Distinguishing Faults from Interrupts#
In order to distinguish faults from interrupts, the highest bit of the endpoint/notification badge is set to indicate that the VMM has been unblocked by an interrupt signal. For faults, the remaining lower bits encode the ID of the guest which is faulting (since the VMM uses the same endpoint to handle faults for ALL guests which it starts). For interrupts, the remaining lower bits encode the interrupt ID.
Fault Handling#
Faults generated by the guest first trap into the seL4 kernel, which then performs an seL4_Call()
on behalf of the guest, using its fault endpoint. This blocks the guest-PD until it is either explicitly resumed by the VMM, or it receives a reply.
Upon receiving the fault, the VMM handles it and, in some cases, manually resumes the guest-PD by increasing the guest’s program counter and writing to its TCB registers. In other cases (particularly during interrupts), the VMM resumes the guest-PD by performing an seL4_Reply()
.
An overview of how the guest, VMM, and Kernel interact when handling faults or interrupts is show below:

A sequence diagram of the fault handling process is show below:

Interrupt Forwarding#
Devices that have not been passed-through to the guest will forward interrupts to the seL4 kernel.
VPPIs and VGIC Maintenance Interrupts#
Specifically for VPPIs (Virtual Private Peripheral Interrupts) and VGIC Maintenance Interrupts, the kernel delivers the interrupt to the VMM as a fault from the guest. A sequence diagram of the interrupt handling process is shown below:

Other types of Interrupts#
Interrupts other than VPPIs and VGIC Maintenance Interrupts are signaled through a notification, only if the interrupt handler has been binded to the notification.
Devices that have been passed through to the guest will directly interrupt the guest without trapping into the VMM. It can still trap into the VMM if it requires intervention from the host. For instance, when the serial UART device is waiting for user-input, this traps into the VMM, as the user interacts with the guest’s console through the host.
Interrupt Handler Notification for OSmosis PDs#
For the OSmosis VMM implementation, the notification bound to the VMM’s fault-handler thread’s TCB is the same one that is used for deadlock avoidance. OSmosis PDs are automatically allocated an endpoint, and upon assigning a CPU to the PD, the CPU’s TCB is binded to the PD’s notification. This allows the CPU to be unblocked from listening on any endpoint when the PD’s notification is signaled.
By default, a badged version of the notification is used by the Root Task. For the PD to be able to receive interrupts, the pd_client_irq_handler_bind()
API call mints another badge on this notification for the interrupt, and binds it to an seL4 IRQ handler.
This currently only allows one interrupt to be handled by a PD at a time.
Interrupt Handler Caps#
The seL4 interrupt handler cap of a given IRQ ID can be retrieved only once throughout the entire system, however it can be copied as many times as needed.

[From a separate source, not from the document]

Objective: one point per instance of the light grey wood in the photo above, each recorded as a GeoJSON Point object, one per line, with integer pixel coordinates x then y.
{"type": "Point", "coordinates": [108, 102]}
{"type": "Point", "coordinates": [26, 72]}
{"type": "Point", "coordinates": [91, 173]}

To allow multiple PDs (including non-OSmosis ones) to retrieve this cap, the GPI server stores an array of retrieved IRQ handler caps. This array is shared with the sel4test driver thread. OSmosis PDs retrieve these IRQ handler caps through CellulOS API calls, and non-OSmosis PDs contact the sel4test driver through their fault endpoints.
ARM GIC Distributor and vCPU Interface#
The VMM currently gives the guest-PD pass-through to the GIC’s virtual CPU interface region. The guest-PD uses this interface to determine whether it has received an interrupt, and to indicate that it has handled any pending interrupts. VGIC Maintenance Interrupts are generated (and trapped to the seL4 kernel, then VMM) in response to the guest-PD activities in the vCPU interace. More information from the ARM manual is here.
The GIC distributor region is not hardware-virtualized and must be emulated by the VMM for the guest-PD. The guest will try to enable and disable specific interrupts by reading and writing to this region, which will generate page faults. Upon receiving these page faults, the VMM detects that the faulting address is within the GIC distributor region, determines which GIC distributor register is being accessed based on an offset from the base distributor address, and reads/writes the emulated register.
Known Limitation: OdroidC4 Serial Device Contention#
As CellulOS doesn’t handle any page faults, a PD may silently crash when it encounters one. We have added printing within the seL4 kernel when a page fault occurs, to make it more visible for debugging. If in kernel debug mode, when the VMM allows its guest-PDs pass-through to the serial device, it will clobber the kernel’s usage of the serial device and vice versa.
As described in the ARM GIC Distributor and vCPU Interface section, the guest-PD will cause page faults when it tries to access the GIC distributor, which then causes the kernel to print a debug message. On the odroid, these debugging kernel prints will clobber something in the guest-PD and prevent it from enabling interrupt forwarding for its hardware timer. This causes an infinite loop of timer interrupts being delivered to the VMM, which will keep getting dropped the guest, since it was previously prevented from enabling the forwarding of the timer interrupt.
To prevent this, we have currently just disabled the page-fault debug prints from within the kernel on the odroid.
Running the sel4test
VMM tests#
There are four system tests for starting a VMM and a guest-PD. The OSmosis VMM runs the VMM and guest-PD as OSmosis PDs, which get cleaned up by the CellulOS cleanup policies, and thus can be run consecutively without issue. The sel4test VMM, however, does not get properly cleaned up by the sel4test driver, and thus will encounter resource allocation issues if ran consecutively.
OdroidC4 CellulOS Image Relocation#
On the Odroid, by default, early-boot ELFLoader tries to load the sel4test-driver image somewhere around physical address 0x3000000
.The secure monitor region starts at 0x5000000
, so the image cannot extend past this. This normally works if the driver’s image is small enough (e.g. Linux guest image isn’t embedded in the ELF or the static heap size isn’t too large).
However, in our current setup, it is not enough, and the sel4test-driver image must be loaded at a much later address. See elfloader-tool/src/common.c for where to change this if it causes an issue down the line.
References to GUEST_VCPU_ID
#
The GIC distributor region emulation is done per CPU. The current implementation assumes the guest does not have SMP
enabled, and has references to GUEST_VCPU_ID
floating around, which is just for convenience, as an index to the first (and only) virtual CPU.
Kernel Serial Driver vs. User-space Serial Driver#
By default, we build seL4 on debug mode, so all user-space printing is routed to the kernel’s serial driver through a debug syscall. The user-space serial driver (provided by the sel4platsupport
library) can be enabled by toggling the LibSel4PlatSupportUseDebugPutChar
CMake config option.
Note
This currently only works for the sel4test
VMM implementation, as the sel4platsupport library’s serial driver uses the seL4 utils VKA allocators for getting device frames. We haven’t implemented an OSmosis-only serial driver, nor have we refactored sel4platsupport library to use CellulOS API calls, so this will not work for OSmosis PDs.